Cast: Tom Hiddleston, Owen Wilson, Sophia Di Martino, Jonathan Majors
Writer: Eric Martin
Director: Justin Benson, Aaron Moorhead
Available On: Disney +Hotstar (new episode every Friday)
The Marvel Cinematic Universe might be one of the greatest financial successes in the history of franchises but — in addition to being labelled ‘content’ in a scorching and decisive admonishment by director Martin Scorsese — it’s also been charged with inducing fatigue because of its compulsive productivity. In recent ventures, an existential urgency lurks as subtext: Will this (insert latest MCU addition) finally restore the studio to its original acclaim? In its first season, Loki, directed by Kate Herron, stood out among the rash of streaming shows that continued the stories from where Avengers: Endgame (2019) left the beloved superheroes.
The first episode of the second season of Loki, profusely enveloped in an apocalyptic orange sheen, sees Loki (Tom Hiddleston) erratically and violently glitching out of different timelines and getting a disconcerting tour around the Time Variance Authority’s (TVA) office complex in different time periods. The past avatar of the TVA is replete with statues of He Who Remains (Jonathan Majors), whom Sylvie (Sophia Di Martino) killed at the end of season one, rupturing the sacred timeline.
As Loki flits between timelines involuntarily, he’s desperately looking for Mobius (Owen Wilson) to tell him about the nefarious plans that Loki and Sylvie discovered when they reached the end of time. When he bumps into Mobius, Loki is horrified to realise that the Mobius before him is from a timeline in which he doesn’t know Loki (yet). As we and Loki realise eventually, the past that Loki glitches to belongs to the period when Kang had fashioned himself as the ultimate god-like ruler of the TVA — hence the many statues and the wall in the war room with five Kang faces sculpted on it, reminiscent of the two-faced Roman god Janus. Later, he would wipe everyone’s memories and create the fiction of the Time Keepers. Once you start looking for them, details (like the shape of screens and ink stains on uniforms) in the TVA are noticeably different between the two timelines.
Early in the episode, Mobius and B-15 (Wunmi Mosaku) are seen worriedly discussing new branches in the timeline.
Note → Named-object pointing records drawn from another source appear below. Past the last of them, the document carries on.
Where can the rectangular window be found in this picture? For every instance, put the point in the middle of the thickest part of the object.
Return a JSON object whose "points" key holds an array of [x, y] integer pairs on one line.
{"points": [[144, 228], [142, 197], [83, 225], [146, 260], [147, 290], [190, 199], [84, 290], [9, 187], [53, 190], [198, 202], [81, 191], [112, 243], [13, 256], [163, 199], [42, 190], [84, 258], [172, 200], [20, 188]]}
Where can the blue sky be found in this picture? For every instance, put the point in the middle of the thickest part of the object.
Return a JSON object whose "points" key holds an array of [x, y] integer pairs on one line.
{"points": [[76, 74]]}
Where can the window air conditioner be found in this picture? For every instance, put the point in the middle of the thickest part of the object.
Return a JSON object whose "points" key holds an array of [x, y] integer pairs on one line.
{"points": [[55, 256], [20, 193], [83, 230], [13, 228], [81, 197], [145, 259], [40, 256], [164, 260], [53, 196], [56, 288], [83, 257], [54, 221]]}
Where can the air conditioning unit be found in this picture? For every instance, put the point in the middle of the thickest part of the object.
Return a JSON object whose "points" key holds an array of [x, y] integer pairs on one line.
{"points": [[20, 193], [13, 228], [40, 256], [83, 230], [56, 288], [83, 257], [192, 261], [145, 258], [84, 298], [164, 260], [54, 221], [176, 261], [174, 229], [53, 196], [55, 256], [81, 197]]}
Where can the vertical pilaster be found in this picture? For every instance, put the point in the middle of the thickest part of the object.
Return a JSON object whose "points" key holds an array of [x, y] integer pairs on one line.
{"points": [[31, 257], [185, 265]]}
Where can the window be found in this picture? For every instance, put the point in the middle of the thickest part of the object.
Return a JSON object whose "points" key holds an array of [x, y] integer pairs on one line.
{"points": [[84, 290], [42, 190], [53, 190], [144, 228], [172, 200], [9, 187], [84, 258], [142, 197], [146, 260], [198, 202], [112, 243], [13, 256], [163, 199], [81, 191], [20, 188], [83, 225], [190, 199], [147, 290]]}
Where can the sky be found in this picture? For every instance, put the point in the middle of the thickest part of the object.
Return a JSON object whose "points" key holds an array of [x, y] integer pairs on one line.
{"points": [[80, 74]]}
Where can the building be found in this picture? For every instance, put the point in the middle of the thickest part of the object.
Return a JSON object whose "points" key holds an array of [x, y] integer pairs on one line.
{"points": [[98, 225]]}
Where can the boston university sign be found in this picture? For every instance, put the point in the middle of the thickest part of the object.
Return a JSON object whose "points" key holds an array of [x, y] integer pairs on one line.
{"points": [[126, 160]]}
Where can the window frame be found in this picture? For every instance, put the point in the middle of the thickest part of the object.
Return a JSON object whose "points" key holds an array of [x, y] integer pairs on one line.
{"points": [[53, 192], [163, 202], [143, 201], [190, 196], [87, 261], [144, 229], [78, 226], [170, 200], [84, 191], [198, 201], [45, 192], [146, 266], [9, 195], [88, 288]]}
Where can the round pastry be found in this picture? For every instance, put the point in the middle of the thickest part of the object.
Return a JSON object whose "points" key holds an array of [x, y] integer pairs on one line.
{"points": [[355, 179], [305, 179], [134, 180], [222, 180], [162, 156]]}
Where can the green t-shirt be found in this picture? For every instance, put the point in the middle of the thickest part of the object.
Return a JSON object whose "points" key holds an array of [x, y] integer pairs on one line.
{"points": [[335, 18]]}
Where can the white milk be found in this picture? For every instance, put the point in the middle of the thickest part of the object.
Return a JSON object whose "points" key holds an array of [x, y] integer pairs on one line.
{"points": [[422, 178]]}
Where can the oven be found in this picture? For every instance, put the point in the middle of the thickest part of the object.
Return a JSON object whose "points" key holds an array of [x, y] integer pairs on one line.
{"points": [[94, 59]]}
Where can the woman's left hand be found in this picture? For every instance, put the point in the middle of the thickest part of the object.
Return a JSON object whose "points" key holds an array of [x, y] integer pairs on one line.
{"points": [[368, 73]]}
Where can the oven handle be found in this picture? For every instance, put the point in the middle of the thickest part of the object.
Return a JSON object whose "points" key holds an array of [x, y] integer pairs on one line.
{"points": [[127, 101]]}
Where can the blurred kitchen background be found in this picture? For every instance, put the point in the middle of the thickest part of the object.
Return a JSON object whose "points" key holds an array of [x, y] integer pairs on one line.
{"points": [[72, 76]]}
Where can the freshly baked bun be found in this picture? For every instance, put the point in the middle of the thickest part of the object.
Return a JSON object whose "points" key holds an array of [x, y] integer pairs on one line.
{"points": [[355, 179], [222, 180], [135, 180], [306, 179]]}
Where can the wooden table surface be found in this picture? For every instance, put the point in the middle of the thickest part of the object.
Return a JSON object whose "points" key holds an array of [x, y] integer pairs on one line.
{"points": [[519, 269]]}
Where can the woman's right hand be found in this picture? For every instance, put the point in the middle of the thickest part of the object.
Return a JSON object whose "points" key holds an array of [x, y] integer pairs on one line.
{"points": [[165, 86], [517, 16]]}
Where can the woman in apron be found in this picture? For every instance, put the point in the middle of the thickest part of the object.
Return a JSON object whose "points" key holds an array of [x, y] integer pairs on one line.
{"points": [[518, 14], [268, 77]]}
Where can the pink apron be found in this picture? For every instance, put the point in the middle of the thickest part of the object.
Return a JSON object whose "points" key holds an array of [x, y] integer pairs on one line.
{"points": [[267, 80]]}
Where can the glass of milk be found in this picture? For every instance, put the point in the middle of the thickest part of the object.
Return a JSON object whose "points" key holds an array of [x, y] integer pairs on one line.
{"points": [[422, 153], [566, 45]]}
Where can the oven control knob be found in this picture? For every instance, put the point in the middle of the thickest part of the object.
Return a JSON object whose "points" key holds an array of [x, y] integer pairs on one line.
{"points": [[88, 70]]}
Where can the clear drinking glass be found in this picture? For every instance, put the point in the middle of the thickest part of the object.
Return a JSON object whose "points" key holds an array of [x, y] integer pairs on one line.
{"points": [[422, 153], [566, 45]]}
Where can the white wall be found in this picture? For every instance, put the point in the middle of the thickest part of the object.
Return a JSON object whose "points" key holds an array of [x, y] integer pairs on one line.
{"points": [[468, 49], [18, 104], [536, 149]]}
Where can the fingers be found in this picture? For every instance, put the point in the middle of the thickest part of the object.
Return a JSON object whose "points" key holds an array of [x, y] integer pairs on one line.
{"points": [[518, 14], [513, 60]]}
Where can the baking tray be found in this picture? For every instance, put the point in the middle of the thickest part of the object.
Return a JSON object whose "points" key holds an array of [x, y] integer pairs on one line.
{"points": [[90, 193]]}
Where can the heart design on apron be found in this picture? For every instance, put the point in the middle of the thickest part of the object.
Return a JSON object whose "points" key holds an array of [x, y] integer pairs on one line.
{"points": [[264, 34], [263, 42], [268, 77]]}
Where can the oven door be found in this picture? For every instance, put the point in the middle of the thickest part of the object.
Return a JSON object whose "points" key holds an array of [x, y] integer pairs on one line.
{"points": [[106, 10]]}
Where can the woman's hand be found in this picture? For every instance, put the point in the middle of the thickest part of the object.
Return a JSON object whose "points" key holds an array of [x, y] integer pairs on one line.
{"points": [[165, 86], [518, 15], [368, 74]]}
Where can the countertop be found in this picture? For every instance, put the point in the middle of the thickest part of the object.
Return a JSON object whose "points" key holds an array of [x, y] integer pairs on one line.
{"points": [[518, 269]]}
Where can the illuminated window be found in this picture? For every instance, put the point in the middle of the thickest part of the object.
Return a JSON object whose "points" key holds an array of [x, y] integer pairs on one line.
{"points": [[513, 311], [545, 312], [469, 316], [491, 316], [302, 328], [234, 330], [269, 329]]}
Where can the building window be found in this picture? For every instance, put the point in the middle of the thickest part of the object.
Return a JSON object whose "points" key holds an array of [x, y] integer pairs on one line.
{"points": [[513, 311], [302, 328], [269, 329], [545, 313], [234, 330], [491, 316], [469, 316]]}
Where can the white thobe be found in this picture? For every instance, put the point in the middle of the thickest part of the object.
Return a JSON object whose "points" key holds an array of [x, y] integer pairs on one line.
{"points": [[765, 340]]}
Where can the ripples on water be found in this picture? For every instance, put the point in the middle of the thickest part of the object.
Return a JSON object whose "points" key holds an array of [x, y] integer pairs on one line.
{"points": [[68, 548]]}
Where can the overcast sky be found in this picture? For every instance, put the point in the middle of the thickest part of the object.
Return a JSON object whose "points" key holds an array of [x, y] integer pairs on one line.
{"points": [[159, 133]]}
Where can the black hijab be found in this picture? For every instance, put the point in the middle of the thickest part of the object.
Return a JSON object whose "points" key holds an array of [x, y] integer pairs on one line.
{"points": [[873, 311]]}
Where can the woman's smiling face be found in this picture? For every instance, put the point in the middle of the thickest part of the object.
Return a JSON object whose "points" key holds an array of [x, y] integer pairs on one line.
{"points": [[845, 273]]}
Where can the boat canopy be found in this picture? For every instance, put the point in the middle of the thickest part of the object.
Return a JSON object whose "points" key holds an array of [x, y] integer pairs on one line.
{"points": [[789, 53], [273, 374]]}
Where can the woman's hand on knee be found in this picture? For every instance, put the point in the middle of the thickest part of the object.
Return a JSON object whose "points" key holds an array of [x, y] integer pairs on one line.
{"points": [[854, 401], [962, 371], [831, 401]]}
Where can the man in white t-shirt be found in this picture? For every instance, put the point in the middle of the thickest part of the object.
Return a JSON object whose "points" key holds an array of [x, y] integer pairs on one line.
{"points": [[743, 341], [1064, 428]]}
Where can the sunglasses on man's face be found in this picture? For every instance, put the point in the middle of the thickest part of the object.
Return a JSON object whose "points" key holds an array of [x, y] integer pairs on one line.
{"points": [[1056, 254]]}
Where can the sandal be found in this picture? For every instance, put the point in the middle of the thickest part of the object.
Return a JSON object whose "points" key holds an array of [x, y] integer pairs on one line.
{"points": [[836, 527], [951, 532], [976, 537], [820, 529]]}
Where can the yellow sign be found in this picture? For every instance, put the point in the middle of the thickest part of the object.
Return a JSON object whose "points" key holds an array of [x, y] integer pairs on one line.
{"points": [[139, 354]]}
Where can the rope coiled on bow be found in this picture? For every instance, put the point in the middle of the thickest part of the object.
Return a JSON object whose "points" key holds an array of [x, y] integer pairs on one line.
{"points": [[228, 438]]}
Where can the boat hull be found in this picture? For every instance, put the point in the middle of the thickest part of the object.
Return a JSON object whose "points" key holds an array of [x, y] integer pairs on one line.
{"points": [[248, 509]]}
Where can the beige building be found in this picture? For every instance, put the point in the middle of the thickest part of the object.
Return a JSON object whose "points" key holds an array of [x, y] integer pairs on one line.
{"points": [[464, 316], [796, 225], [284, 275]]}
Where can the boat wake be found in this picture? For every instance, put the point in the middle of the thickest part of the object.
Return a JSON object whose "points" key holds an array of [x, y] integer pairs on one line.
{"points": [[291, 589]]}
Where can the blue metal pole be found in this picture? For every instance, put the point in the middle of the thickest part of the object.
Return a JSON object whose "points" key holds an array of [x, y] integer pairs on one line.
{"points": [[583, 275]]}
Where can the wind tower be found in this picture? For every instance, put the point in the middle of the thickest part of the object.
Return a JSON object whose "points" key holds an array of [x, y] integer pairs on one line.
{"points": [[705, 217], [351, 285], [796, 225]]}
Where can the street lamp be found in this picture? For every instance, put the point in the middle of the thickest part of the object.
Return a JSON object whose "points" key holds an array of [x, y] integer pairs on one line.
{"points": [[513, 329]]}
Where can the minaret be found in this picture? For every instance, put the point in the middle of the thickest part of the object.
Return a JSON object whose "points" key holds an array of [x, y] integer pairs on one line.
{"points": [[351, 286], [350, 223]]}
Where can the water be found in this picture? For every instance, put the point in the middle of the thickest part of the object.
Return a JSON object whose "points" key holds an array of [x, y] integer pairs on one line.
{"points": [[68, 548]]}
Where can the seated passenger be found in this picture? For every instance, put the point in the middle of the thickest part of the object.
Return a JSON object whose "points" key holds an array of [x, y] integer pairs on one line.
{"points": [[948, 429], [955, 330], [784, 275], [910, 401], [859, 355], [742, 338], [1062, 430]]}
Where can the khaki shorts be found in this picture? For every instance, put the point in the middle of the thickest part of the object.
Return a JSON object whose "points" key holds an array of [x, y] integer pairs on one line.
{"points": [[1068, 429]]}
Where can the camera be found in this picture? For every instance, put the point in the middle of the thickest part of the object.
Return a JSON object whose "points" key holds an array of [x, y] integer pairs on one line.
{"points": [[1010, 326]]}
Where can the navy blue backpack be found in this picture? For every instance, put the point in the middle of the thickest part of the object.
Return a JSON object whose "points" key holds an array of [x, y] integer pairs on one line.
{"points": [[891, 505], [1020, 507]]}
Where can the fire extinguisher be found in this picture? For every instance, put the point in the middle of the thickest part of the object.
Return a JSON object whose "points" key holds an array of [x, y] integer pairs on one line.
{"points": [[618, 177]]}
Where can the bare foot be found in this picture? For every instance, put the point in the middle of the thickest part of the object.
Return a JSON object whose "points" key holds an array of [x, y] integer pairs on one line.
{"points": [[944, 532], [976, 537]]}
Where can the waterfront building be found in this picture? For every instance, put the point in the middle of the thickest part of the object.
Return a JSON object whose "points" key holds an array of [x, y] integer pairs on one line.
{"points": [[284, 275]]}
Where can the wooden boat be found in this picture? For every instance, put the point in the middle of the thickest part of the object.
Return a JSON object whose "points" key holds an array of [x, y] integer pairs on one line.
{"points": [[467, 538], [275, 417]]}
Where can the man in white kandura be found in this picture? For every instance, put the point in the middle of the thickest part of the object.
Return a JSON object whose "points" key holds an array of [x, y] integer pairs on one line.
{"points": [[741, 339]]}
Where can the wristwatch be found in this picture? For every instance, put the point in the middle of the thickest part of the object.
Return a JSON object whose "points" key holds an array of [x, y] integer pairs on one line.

This conversation turns out to be from the past, which suggests there was a past incident in which the sacred timeline went berserk like it has in the present. Could the rupturing of the sacred timeline be a cyclical thing that happens repeatedly to the TVA? Or is this just a glitch in the Loki storyline?
Among the new characters we get in the first episode are General Dox (Kate Dickie) and Judge Gamble (Liz Carr), who demand an explanation from Mobius and B-15 about why the sacred timeline has been allowed to branch into chaos. Loki gatecrashes this closed-door meeting inadvertently, glitching his way in, and after hearing him out, Judge Gamble decrees that the timeline will not be pruned. General Dox is quite evidently not in agreement. (Incidentally, the recording that Loki hears of a conversation between Kang and Renslayer in the war room of the past is definitely going to be important later. For now, all we know is that he called her a “marvel”.)
Seeing Loki’s body being stretched like molten mozzarella when he time-slips convinces Mobius that Loki needs urgent attention. He takes Loki down to the bowels of TVA, to meet O.B., or Ouroboros (played by a charming Ke Huy Quan), the one-man team of Repair and Advancement. For those not familiar with ancient Egyptian iconography, ouroboros is a symbol that shows a serpent eating its tail and signifies infinity. O.B. is the only person in the TVA who remembers anything from the past, which we realise when he casually trots out details from a meeting he and Mobius had three hundred years ago. There’s a clever little conversation between different timelines that allows O.B. to figure out how to solve Loki’s time-slipping problem. Loki time-slips to the past and has a conversation with O.B., which creates memories in the present — butterfly effect, anyone? — and ensures they have the “temporal aura extractor” that is needed to pull Loki out of the time stream.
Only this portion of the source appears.